Test – Hell Let Loose : plongée au cœur de la Seconde Guerre mondiale

Avec Hell Let Loose, Team17 vient marcher sur les plates-bandes des mastodontes que sont Battlefield et Call of Duty. Et pourtant, le titre indépendant vise un public bien différent de celui des deux superproductions…

Qui aurait cru que le petit projet qu’était Hell Let Loose bénéficierait du coup de projecteur qu’est le sien actuellement, avec notamment l’offre du PS Plus ? En effet, le titre, développé par le studio Black Matter, était, au départ, considéré comme le petit poucet, financé en grande partie en 2017 par une campagne Kickstarter. 220.000 $ avaient ainsi pu être récupérés pour son développement, avant qu’il ne débarque en accès anticipé deux ans plus tard sur Steam… le 6 juin.
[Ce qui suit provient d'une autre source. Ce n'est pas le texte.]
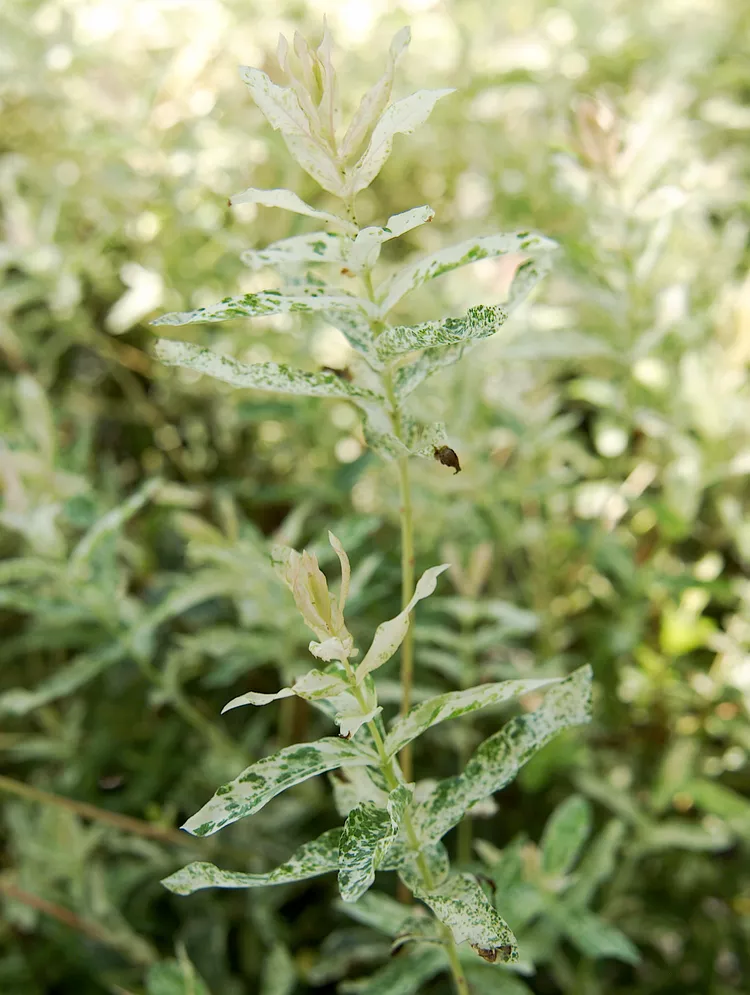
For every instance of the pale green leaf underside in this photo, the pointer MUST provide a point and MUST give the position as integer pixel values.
(367, 837)
(319, 856)
(448, 706)
(274, 377)
(478, 323)
(265, 303)
(262, 781)
(462, 254)
(498, 759)
(287, 200)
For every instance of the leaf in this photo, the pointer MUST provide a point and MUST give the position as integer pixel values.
(453, 704)
(262, 781)
(287, 200)
(267, 302)
(405, 975)
(317, 247)
(280, 107)
(564, 835)
(368, 834)
(445, 260)
(319, 856)
(260, 376)
(401, 118)
(461, 905)
(478, 323)
(498, 759)
(389, 635)
(65, 680)
(594, 937)
(375, 100)
(365, 251)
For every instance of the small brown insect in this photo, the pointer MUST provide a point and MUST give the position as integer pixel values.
(448, 457)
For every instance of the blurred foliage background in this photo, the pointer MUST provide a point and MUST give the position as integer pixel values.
(603, 501)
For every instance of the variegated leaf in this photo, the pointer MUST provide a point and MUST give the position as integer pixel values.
(389, 635)
(451, 705)
(260, 376)
(498, 759)
(287, 200)
(367, 837)
(460, 904)
(401, 118)
(316, 247)
(365, 251)
(478, 323)
(317, 857)
(565, 835)
(267, 302)
(262, 781)
(469, 251)
(374, 101)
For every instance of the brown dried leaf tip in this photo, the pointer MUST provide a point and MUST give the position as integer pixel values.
(448, 457)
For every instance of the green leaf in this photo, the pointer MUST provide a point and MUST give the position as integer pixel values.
(262, 781)
(319, 856)
(564, 835)
(461, 905)
(260, 376)
(401, 118)
(389, 635)
(478, 323)
(305, 300)
(287, 200)
(405, 975)
(453, 704)
(367, 837)
(469, 251)
(498, 759)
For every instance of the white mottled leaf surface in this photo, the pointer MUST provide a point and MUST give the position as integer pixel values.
(319, 856)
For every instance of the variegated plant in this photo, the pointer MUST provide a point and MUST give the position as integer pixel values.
(391, 823)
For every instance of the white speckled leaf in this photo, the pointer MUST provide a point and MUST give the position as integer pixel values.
(267, 302)
(469, 251)
(287, 200)
(316, 247)
(365, 251)
(498, 759)
(401, 118)
(451, 705)
(262, 781)
(282, 110)
(319, 856)
(389, 635)
(565, 834)
(478, 323)
(367, 837)
(259, 376)
(375, 100)
(461, 904)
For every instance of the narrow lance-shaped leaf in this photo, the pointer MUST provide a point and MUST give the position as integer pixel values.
(448, 706)
(389, 635)
(461, 905)
(478, 323)
(319, 856)
(462, 254)
(403, 117)
(260, 376)
(367, 836)
(498, 759)
(565, 834)
(262, 781)
(267, 302)
(287, 200)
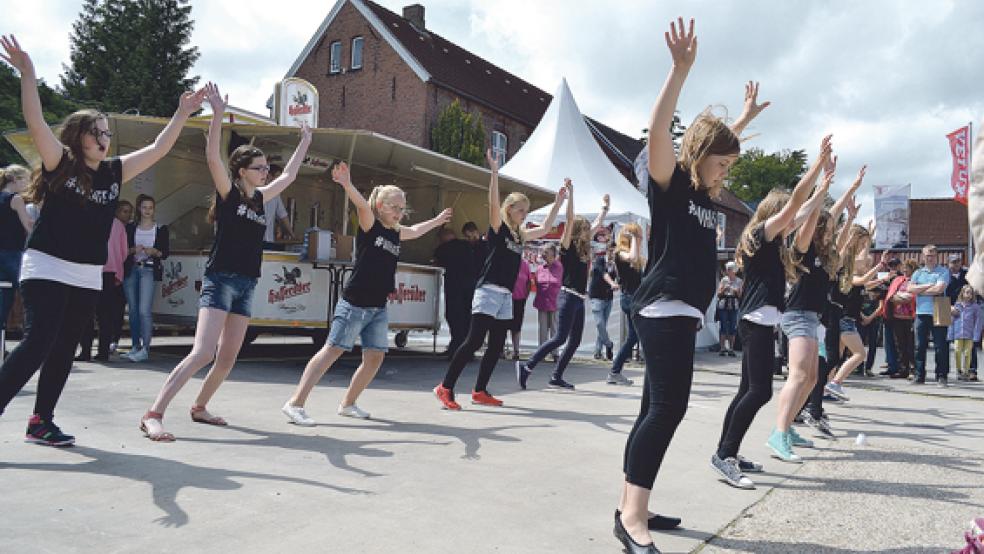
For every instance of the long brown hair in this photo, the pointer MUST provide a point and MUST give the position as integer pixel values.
(241, 158)
(748, 244)
(73, 129)
(708, 135)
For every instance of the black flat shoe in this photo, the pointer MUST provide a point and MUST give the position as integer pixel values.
(629, 545)
(660, 523)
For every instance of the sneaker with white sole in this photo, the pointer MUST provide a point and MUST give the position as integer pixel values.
(729, 470)
(297, 415)
(353, 411)
(618, 379)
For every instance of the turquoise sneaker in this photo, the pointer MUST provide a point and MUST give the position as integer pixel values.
(798, 441)
(782, 447)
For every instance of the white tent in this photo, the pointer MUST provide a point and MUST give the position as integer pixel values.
(563, 146)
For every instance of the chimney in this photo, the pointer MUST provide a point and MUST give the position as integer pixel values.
(414, 13)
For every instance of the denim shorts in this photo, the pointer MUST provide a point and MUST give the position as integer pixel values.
(848, 325)
(492, 301)
(229, 292)
(369, 324)
(800, 323)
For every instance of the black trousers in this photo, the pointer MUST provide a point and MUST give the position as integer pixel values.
(55, 315)
(110, 300)
(755, 389)
(668, 346)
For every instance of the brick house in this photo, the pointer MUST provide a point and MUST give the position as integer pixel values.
(379, 71)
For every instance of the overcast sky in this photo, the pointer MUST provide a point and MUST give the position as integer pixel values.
(888, 78)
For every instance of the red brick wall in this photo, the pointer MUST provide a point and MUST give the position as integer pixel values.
(368, 92)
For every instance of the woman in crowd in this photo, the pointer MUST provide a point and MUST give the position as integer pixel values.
(232, 270)
(149, 244)
(78, 189)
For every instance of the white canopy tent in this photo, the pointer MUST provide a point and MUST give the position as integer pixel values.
(563, 146)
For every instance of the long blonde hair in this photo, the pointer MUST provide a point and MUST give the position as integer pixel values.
(708, 135)
(748, 244)
(381, 193)
(519, 235)
(624, 244)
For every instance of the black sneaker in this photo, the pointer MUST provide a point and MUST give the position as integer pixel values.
(560, 384)
(522, 374)
(47, 433)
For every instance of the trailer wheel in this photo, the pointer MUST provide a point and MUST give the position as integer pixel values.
(401, 339)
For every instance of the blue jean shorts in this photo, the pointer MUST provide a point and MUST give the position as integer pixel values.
(800, 323)
(492, 301)
(229, 292)
(369, 324)
(848, 325)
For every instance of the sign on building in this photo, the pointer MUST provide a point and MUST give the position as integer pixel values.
(296, 102)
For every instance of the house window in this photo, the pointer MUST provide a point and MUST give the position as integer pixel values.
(499, 147)
(357, 52)
(335, 57)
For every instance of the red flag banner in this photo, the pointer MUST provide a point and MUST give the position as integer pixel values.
(960, 148)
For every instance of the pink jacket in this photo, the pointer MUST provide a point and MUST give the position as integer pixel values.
(548, 282)
(117, 250)
(521, 290)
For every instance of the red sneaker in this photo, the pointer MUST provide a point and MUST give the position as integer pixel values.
(446, 396)
(485, 399)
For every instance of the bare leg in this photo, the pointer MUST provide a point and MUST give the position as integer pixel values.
(230, 342)
(316, 368)
(371, 360)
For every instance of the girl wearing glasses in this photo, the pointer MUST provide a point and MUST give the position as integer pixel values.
(232, 270)
(361, 312)
(78, 188)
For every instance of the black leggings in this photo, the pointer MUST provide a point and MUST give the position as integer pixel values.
(755, 390)
(55, 315)
(668, 346)
(481, 325)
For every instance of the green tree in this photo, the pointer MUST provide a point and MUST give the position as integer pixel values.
(56, 107)
(131, 54)
(756, 173)
(459, 134)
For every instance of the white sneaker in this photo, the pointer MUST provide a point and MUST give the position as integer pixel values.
(353, 411)
(297, 415)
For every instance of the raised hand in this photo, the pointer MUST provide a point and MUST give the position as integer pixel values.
(16, 56)
(682, 43)
(215, 98)
(752, 107)
(340, 174)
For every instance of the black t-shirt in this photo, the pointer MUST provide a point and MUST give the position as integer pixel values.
(628, 276)
(240, 225)
(12, 233)
(809, 292)
(74, 228)
(575, 269)
(374, 277)
(455, 256)
(765, 280)
(598, 287)
(682, 261)
(502, 263)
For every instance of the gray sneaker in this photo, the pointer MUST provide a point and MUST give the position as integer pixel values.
(618, 379)
(728, 469)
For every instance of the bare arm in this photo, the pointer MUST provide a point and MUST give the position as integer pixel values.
(340, 174)
(292, 168)
(49, 148)
(137, 162)
(413, 231)
(683, 49)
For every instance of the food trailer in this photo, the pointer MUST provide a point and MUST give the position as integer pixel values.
(299, 286)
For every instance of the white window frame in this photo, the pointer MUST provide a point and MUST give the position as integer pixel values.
(499, 150)
(361, 42)
(335, 61)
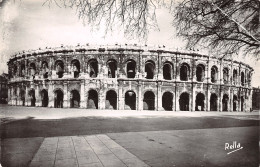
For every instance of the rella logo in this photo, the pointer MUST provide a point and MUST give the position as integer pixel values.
(233, 147)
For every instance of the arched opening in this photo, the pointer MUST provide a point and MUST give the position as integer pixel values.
(149, 69)
(22, 96)
(45, 98)
(93, 68)
(184, 102)
(75, 65)
(167, 101)
(45, 69)
(242, 103)
(225, 102)
(111, 100)
(92, 99)
(148, 101)
(167, 71)
(112, 68)
(200, 104)
(214, 74)
(242, 78)
(235, 103)
(32, 97)
(184, 72)
(74, 99)
(130, 100)
(32, 69)
(225, 75)
(213, 102)
(130, 68)
(59, 66)
(58, 99)
(22, 70)
(200, 72)
(234, 76)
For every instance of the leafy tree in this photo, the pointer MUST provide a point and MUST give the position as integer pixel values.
(225, 26)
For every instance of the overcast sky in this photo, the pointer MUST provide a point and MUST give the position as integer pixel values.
(27, 24)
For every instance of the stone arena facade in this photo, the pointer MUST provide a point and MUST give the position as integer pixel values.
(128, 77)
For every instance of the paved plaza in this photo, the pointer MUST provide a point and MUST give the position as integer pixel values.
(63, 137)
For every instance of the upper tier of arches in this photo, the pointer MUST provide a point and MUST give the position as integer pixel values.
(132, 63)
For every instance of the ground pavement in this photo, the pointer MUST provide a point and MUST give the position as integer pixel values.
(191, 139)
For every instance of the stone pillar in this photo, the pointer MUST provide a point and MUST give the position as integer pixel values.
(177, 97)
(83, 103)
(231, 101)
(177, 71)
(120, 96)
(51, 95)
(10, 95)
(207, 100)
(101, 99)
(192, 100)
(220, 98)
(139, 98)
(26, 96)
(159, 96)
(37, 96)
(159, 71)
(66, 96)
(19, 102)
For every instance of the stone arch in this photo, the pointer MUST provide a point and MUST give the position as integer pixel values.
(184, 101)
(225, 75)
(32, 97)
(75, 65)
(59, 67)
(235, 103)
(92, 99)
(225, 100)
(167, 101)
(149, 69)
(93, 68)
(184, 72)
(213, 102)
(58, 98)
(130, 100)
(214, 74)
(200, 102)
(74, 99)
(200, 72)
(112, 68)
(45, 98)
(149, 101)
(167, 70)
(111, 100)
(130, 68)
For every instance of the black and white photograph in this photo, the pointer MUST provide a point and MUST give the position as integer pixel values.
(129, 83)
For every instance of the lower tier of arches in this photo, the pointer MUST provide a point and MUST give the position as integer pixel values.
(136, 97)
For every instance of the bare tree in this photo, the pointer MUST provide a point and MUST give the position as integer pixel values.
(224, 26)
(136, 17)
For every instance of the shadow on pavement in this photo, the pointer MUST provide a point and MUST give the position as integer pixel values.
(30, 127)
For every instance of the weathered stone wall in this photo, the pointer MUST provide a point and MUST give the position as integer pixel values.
(128, 77)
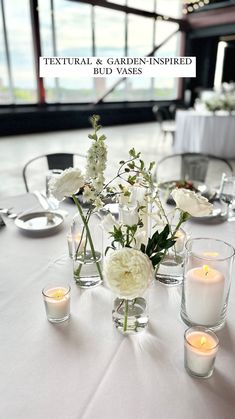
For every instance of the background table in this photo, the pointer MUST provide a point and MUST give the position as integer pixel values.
(206, 133)
(85, 369)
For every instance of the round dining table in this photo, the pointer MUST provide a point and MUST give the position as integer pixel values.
(84, 368)
(205, 132)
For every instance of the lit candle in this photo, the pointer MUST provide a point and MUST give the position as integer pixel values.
(57, 303)
(200, 348)
(204, 291)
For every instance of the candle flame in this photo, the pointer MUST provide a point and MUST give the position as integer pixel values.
(211, 254)
(206, 269)
(58, 294)
(202, 340)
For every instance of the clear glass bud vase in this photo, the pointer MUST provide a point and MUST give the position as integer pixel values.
(130, 315)
(170, 270)
(87, 250)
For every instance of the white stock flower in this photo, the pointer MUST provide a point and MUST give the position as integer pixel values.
(67, 183)
(88, 194)
(96, 160)
(108, 223)
(188, 201)
(128, 272)
(98, 203)
(140, 238)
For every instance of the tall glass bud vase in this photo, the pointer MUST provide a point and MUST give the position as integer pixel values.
(88, 250)
(207, 280)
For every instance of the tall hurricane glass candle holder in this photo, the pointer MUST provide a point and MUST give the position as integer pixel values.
(207, 280)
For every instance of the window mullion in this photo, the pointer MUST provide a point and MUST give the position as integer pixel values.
(7, 52)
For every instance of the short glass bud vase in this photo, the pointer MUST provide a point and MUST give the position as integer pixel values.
(207, 280)
(88, 257)
(130, 316)
(170, 270)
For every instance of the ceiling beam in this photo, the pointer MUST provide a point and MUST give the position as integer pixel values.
(127, 9)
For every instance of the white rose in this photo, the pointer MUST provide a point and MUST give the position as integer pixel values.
(188, 201)
(67, 183)
(128, 272)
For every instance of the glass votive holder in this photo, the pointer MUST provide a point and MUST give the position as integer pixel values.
(206, 284)
(57, 302)
(200, 349)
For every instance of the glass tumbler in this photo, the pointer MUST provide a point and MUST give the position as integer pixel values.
(206, 284)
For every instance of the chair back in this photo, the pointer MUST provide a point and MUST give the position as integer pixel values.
(197, 167)
(36, 169)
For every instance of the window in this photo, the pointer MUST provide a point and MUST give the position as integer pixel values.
(70, 28)
(18, 79)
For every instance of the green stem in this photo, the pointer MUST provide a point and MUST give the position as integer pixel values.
(126, 316)
(84, 220)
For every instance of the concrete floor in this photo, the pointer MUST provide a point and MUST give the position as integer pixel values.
(15, 151)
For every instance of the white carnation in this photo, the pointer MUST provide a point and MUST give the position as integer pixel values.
(195, 204)
(67, 183)
(128, 272)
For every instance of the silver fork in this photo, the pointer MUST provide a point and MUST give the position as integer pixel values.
(8, 213)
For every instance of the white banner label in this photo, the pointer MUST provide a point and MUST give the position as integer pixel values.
(117, 66)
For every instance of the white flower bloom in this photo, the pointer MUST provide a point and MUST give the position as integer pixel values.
(109, 222)
(188, 201)
(128, 272)
(88, 194)
(67, 183)
(128, 196)
(98, 203)
(96, 160)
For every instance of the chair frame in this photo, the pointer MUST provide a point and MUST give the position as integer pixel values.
(65, 160)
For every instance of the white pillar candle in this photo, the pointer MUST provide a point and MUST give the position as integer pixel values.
(204, 291)
(57, 303)
(200, 351)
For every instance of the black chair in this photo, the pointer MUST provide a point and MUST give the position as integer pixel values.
(34, 168)
(198, 167)
(165, 118)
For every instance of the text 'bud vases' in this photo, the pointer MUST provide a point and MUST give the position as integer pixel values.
(88, 251)
(207, 280)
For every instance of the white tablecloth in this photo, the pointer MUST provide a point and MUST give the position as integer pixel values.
(85, 369)
(205, 133)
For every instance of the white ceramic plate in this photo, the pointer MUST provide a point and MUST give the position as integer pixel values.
(39, 223)
(217, 216)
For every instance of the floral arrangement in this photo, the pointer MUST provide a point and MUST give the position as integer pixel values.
(136, 252)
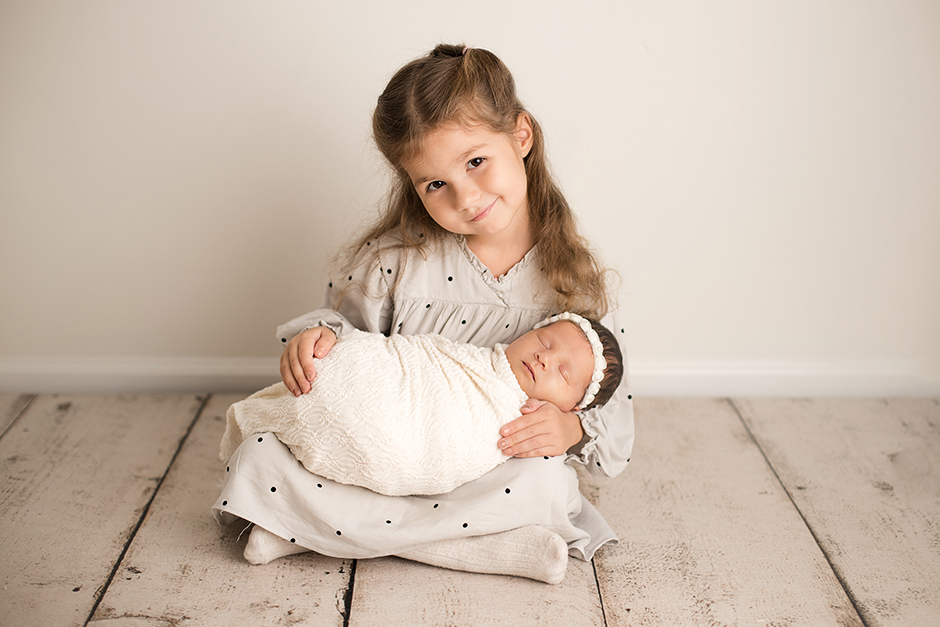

Petit à petit, le titre s’est mis à jour, gagnant de nouvelles cartes, des nouvelles fonctionnalités et corrigeant certains bugs. Initialement prévu sur Xbox One, PS4 et PC, Hell Let Loose a vu sa sortie postposée sur consoles next-gen. 

Clairement, Hell Let Loose ne s’adresse pas au même public que les Battlefield et autres Call of Duty. Là où ceux-ci privilégient l’action et le sensationnel, Hell Let Loose se veut bien plus fidèle aux batailles de la Seconde Guerre Mondiale. Au lieu d’être un FPS d’action, la production de Black Matter est plutôt une simulation, promettant au joueur la retranscription parfaite de la guerre. C’est bien simple, une fois que nous avons pénétré une partie et que nous sommes sur le champ de bataille, nous n’avons plus l’impression d’être dans un jeu, mais bien dans la réalité. D’un point de vue retranscription de la réalité, on ne fait pas mieux. La moindre balle qui vous touche peut par exemple mener à votre mort, et les soins sont primordiaux pour éviter que l’hémorragie n’empire. Une fois notre chargeur vide, notre soldat ne va pas automatiquement recharger l’arme. C’est à vous qu’il convient de recharger lorsqu’il le faut votre équipement, au risque de vous retrouver dans une situation délicate lors de laquelle manquer de munition peut s’avérer fatal.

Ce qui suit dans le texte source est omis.